‘Mum!’ says Lexi, wriggling free.
It’s like letting her go off on a gap year.
They hug, and I watch with breath held.
‘You’ve grown so – uh, grown up,’ says Elisa finally.
‘I was fourteen in March,’ says Lexi.
‘OMG, really?’ says Elisa.
There is a pause. Dan and I look at each other.
‘But you know that,’ he says easily, although to me, I can hear the steel in his voice. ‘Obviously, you wouldn’t forget that.’
‘Of course not,’ says Elisa. ‘Silly me. It’s just that, well – you’ve grown so tall ...’
Elisa still looks startled at this. Did she think Lexi was still in pigtails and little girl sweaters with fairies on them?
Lexi beams at her. How could anyone resist this exquisite girl who is kind, funny and so talented?
Both myself and Dan put a hand on each of her shoulders but she shrugs them off.
‘I follow you all the time, Elisa,’ says Lexi, who clearly doesn’t plan on calling this woman ‘Mother’.
Small mercies.
‘You do?’
Safer ground here. Elisa can do fans.
Fans, but not daughters?
‘I should give you my autograph.’ Elisa is all perked up now. Bet she has a pink pen and puts hearts on the ‘i’s in her name. Fine until you’retwenty-five; worrying afterwards.
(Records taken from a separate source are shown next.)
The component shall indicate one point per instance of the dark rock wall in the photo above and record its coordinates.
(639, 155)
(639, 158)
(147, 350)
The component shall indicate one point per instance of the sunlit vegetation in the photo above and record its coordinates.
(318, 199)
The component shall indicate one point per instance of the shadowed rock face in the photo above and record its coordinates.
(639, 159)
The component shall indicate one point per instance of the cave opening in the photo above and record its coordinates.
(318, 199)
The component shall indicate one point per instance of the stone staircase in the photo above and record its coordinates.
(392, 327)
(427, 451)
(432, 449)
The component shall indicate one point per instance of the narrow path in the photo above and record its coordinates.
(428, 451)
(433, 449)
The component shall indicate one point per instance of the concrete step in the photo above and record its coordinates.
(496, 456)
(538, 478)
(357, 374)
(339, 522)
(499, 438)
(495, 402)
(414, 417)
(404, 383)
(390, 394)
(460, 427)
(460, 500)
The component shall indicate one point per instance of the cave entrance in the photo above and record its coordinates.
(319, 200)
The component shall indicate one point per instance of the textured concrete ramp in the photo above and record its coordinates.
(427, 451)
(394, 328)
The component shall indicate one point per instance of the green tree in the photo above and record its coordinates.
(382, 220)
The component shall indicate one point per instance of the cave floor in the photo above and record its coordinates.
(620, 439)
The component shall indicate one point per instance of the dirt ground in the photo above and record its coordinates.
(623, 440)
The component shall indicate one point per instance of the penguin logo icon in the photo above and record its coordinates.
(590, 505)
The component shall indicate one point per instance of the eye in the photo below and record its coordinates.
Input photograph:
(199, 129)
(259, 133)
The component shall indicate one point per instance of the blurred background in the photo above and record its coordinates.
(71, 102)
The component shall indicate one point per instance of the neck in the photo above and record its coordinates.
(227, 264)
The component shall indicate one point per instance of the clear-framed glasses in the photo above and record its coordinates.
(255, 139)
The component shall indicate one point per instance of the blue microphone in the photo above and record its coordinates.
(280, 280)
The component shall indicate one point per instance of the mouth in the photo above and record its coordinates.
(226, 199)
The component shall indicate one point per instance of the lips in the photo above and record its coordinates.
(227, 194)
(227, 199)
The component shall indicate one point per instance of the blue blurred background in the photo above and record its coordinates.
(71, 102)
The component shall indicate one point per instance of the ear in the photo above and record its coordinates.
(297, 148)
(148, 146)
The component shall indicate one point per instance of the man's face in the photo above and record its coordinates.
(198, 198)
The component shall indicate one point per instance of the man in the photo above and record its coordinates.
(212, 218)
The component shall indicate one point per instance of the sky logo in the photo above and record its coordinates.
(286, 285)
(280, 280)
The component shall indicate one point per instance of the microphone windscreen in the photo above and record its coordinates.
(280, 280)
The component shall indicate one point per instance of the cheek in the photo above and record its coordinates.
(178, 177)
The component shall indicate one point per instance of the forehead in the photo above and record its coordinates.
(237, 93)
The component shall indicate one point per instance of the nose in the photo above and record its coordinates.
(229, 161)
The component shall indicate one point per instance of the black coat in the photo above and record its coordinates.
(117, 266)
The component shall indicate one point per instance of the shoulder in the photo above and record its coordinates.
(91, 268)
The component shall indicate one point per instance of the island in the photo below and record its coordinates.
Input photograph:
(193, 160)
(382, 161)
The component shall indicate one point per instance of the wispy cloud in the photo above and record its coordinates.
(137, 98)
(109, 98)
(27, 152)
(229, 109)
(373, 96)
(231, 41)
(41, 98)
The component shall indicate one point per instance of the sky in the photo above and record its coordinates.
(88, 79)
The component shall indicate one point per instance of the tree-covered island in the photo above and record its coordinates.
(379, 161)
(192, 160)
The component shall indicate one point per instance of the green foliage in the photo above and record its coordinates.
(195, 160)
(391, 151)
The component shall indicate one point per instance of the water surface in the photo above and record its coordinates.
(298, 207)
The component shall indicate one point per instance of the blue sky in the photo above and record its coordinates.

‘Not an autograph,’ I say, attempting my ‘isn’t this fun?’ voice. You do not give someone you actually carried in your body an autograph.
‘The girls in school would love it!’ Lexi says.
Nobody in her school ever wants my autograph, I think glumly. But then, they see me picking Lexi up in a dirty car with my hair a mess and Teddy screaming things at us all from the back seat and tossing her small box of raisins around. That does take the glamour away, somewhat.
‘You’re right, Freya,’ says Elisa. ‘Instead, show them this!’
She walks, in a rippling movement, over to one of the tables where she picks up a neon pink bag left to one side and tied with a white bow.
She repeats the rippling walk back and I wonder if she’s had an eighth of an inch removed off one shoe, the way Marilyn was supposed to have done, in order to keep that exquisite hip movement going.
‘I picked all of this myself for you,’ she says, handing the bag to Lexi, who flushes with pleasure.
‘I’ve even signed the compliment slip inside,’ Elisa adds, ‘but it’s not an autograph.’
This last bit is to me.
‘I’m not really famous yet and just so you all know, I’m using Elisabetta from now on. The Surella people love it. It’s classier.’
‘Ilove it,’ says Lexi happily.
‘Now, I know you came to see this, but it’s probably not a good idea this morning,’ Elisa – sorry, Elisabetta – says. She gives me a look that I instantly identify: anxiety over me being here.